A une époque, un joueur a bien eu droit à sa statue en dessous de la curva du stade Artemio Franchi et ce joueur c’est Gabriel Omar Batistuta. L’Argentin aux cheveux longs, qui tirait ses pénaltys en force et qui fêtait ses buts en mimant une mitraillette, a passé 9 saisons à Florence en y claquant plus de 150 buts. Nul doute possible, tous ces buts ont été inscrits avec la rage de marquer qui caractérisait si bien Batigol. Sa statue a toutefois mystérieusement disparu lorsqu’il annonça son intention de quitter Florence à contrecœur pour rejoindre un club pouvant lui amener des titres. C’est ce qu’il fit en 2001 en rejoignant l’AS Rome avec laquelle il gagna un scudetto. En inscrivant l’unique but de la partie entre Rome et la Viola, le Roi Lion (son autre surnom) fondit en larmes, presque dégoûté d’avoir marqué contre « son » équipe. Un vrai mythe et pas seulement pour les supporters de la Fiorentina. L’autre joueur élevé au rang de Dieu à Florence est un joueur qui a terminé sa carrière à Lausanne à la fin des années 80, Giancarlo Antognoni. Une véritable idole de la Fio dans les années 70 et 80.

Batigol bientôt jugé pour avoir tué des dizaines de spectateurs en fêtant ses buts?

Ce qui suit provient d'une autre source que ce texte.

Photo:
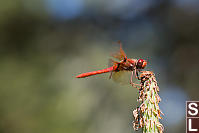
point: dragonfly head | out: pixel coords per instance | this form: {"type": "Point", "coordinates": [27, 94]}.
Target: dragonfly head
{"type": "Point", "coordinates": [141, 64]}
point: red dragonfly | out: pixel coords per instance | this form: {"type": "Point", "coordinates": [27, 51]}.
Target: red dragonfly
{"type": "Point", "coordinates": [124, 64]}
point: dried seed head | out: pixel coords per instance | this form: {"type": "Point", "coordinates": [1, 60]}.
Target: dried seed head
{"type": "Point", "coordinates": [147, 115]}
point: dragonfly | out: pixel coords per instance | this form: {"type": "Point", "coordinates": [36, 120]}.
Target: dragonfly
{"type": "Point", "coordinates": [123, 64]}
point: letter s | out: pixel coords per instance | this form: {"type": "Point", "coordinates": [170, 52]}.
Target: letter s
{"type": "Point", "coordinates": [192, 108]}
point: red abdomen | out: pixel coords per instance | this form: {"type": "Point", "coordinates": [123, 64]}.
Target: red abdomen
{"type": "Point", "coordinates": [96, 72]}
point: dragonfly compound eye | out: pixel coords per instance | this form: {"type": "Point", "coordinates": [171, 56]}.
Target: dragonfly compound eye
{"type": "Point", "coordinates": [141, 64]}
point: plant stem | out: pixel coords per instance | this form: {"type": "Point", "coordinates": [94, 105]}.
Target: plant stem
{"type": "Point", "coordinates": [147, 115]}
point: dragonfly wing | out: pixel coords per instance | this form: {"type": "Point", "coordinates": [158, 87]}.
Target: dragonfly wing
{"type": "Point", "coordinates": [122, 77]}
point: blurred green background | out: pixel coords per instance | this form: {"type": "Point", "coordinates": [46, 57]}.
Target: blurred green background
{"type": "Point", "coordinates": [44, 44]}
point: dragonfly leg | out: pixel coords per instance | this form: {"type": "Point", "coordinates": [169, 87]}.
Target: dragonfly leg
{"type": "Point", "coordinates": [131, 82]}
{"type": "Point", "coordinates": [137, 76]}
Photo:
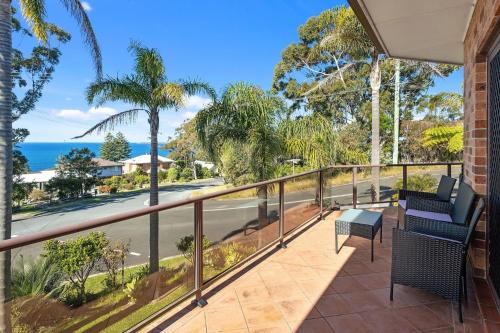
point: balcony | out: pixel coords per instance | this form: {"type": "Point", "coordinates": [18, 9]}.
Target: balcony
{"type": "Point", "coordinates": [306, 287]}
{"type": "Point", "coordinates": [226, 252]}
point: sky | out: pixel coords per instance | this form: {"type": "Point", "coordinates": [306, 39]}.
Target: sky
{"type": "Point", "coordinates": [218, 42]}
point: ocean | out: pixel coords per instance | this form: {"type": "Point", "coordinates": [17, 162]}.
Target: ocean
{"type": "Point", "coordinates": [43, 155]}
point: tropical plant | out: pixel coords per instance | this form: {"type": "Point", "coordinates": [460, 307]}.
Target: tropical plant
{"type": "Point", "coordinates": [245, 115]}
{"type": "Point", "coordinates": [35, 13]}
{"type": "Point", "coordinates": [148, 90]}
{"type": "Point", "coordinates": [451, 138]}
{"type": "Point", "coordinates": [77, 258]}
{"type": "Point", "coordinates": [35, 277]}
{"type": "Point", "coordinates": [115, 147]}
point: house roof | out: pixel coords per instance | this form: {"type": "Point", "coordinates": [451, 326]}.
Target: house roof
{"type": "Point", "coordinates": [431, 30]}
{"type": "Point", "coordinates": [101, 162]}
{"type": "Point", "coordinates": [38, 177]}
{"type": "Point", "coordinates": [146, 159]}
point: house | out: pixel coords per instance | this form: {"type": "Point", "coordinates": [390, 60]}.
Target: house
{"type": "Point", "coordinates": [108, 168]}
{"type": "Point", "coordinates": [144, 162]}
{"type": "Point", "coordinates": [465, 32]}
{"type": "Point", "coordinates": [39, 179]}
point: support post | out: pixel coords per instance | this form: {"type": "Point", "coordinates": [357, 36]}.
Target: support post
{"type": "Point", "coordinates": [405, 177]}
{"type": "Point", "coordinates": [198, 253]}
{"type": "Point", "coordinates": [282, 214]}
{"type": "Point", "coordinates": [321, 194]}
{"type": "Point", "coordinates": [354, 186]}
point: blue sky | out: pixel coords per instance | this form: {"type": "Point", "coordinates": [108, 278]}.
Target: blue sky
{"type": "Point", "coordinates": [215, 41]}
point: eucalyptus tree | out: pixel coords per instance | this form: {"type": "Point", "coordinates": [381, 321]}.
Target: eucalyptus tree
{"type": "Point", "coordinates": [149, 92]}
{"type": "Point", "coordinates": [35, 13]}
{"type": "Point", "coordinates": [248, 117]}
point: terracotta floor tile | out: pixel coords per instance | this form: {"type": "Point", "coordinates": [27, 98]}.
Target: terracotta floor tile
{"type": "Point", "coordinates": [422, 318]}
{"type": "Point", "coordinates": [262, 315]}
{"type": "Point", "coordinates": [346, 284]}
{"type": "Point", "coordinates": [350, 323]}
{"type": "Point", "coordinates": [225, 319]}
{"type": "Point", "coordinates": [284, 291]}
{"type": "Point", "coordinates": [331, 305]}
{"type": "Point", "coordinates": [318, 325]}
{"type": "Point", "coordinates": [374, 280]}
{"type": "Point", "coordinates": [362, 301]}
{"type": "Point", "coordinates": [251, 294]}
{"type": "Point", "coordinates": [386, 321]}
{"type": "Point", "coordinates": [298, 309]}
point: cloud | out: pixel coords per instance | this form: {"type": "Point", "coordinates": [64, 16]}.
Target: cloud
{"type": "Point", "coordinates": [93, 113]}
{"type": "Point", "coordinates": [196, 102]}
{"type": "Point", "coordinates": [86, 6]}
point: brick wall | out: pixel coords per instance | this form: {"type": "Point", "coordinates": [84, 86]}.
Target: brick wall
{"type": "Point", "coordinates": [482, 29]}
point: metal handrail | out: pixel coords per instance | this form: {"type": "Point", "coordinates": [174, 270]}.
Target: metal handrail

Le joueur qui a joué pour le club mais qui se ferait balancer des tomates à la gueule s’il osait revenir :

Le problème avec la Fiorentina est que la plupart des grands joueurs finissent toujours par partir pour un club nourrissant de plus grandes ambitions. Lorsque ce club se trouve être la Juve, cela provoque un scandale parmi les tifosi viola. A ce titre, un transfert est resté particulièrement gravé dans les mémoires. En 1990, Roberto Baggio est considéré depuis quelques années comme une véritable idole à Florence, en passe de devenir un Dieu. En fin de saison, lorsque son transfert est annoncé du côté de la Juve pour un montant record, les supporters le prennent très mal. De plus, ce transfert intervient dans le contexte d’une finale de coupe UEFA perdue face aux bianconeri. Cette annonce déclencha de véritables émeutes en ville de Florence, obligeant la police à intervenir. Presque une année plus tard, Baggio ramène son mulet au stade Artemio Franchi. Un retour qui fait craindre le pire. La rencontre se déroule sous les sifflets et les huées à l’encontre du traître, des objets en tout genre volent depuis les tribunes. Probablement touché par ce traitement, l’ancienne idole du peuple florentin semble à côté de ses pompes et la Viola mène 1-0 à la mi-temps suite à un but de Diego Fuser. Et puis en début de deuxième mi-temps Baggio obtient un penalty qu’il refuse de tirer. Remplacé à quelques minutes du terme de la rencontre, il codino ramasse, parmi les objets qu’on lui lance dessus, une écharpe de son ancien club et se met à applaudir le public florentin. Un applaudissement que certains tifosi lui rendent en partie, mais pour d’autres il demeure un traître. Ah et pour la petite histoire, De Agostini a manqué le penalty et la Viola s’est imposée 1-0 ce jour-là. Un match qu’on aurait pu classer dans la catégorie qui va suivre.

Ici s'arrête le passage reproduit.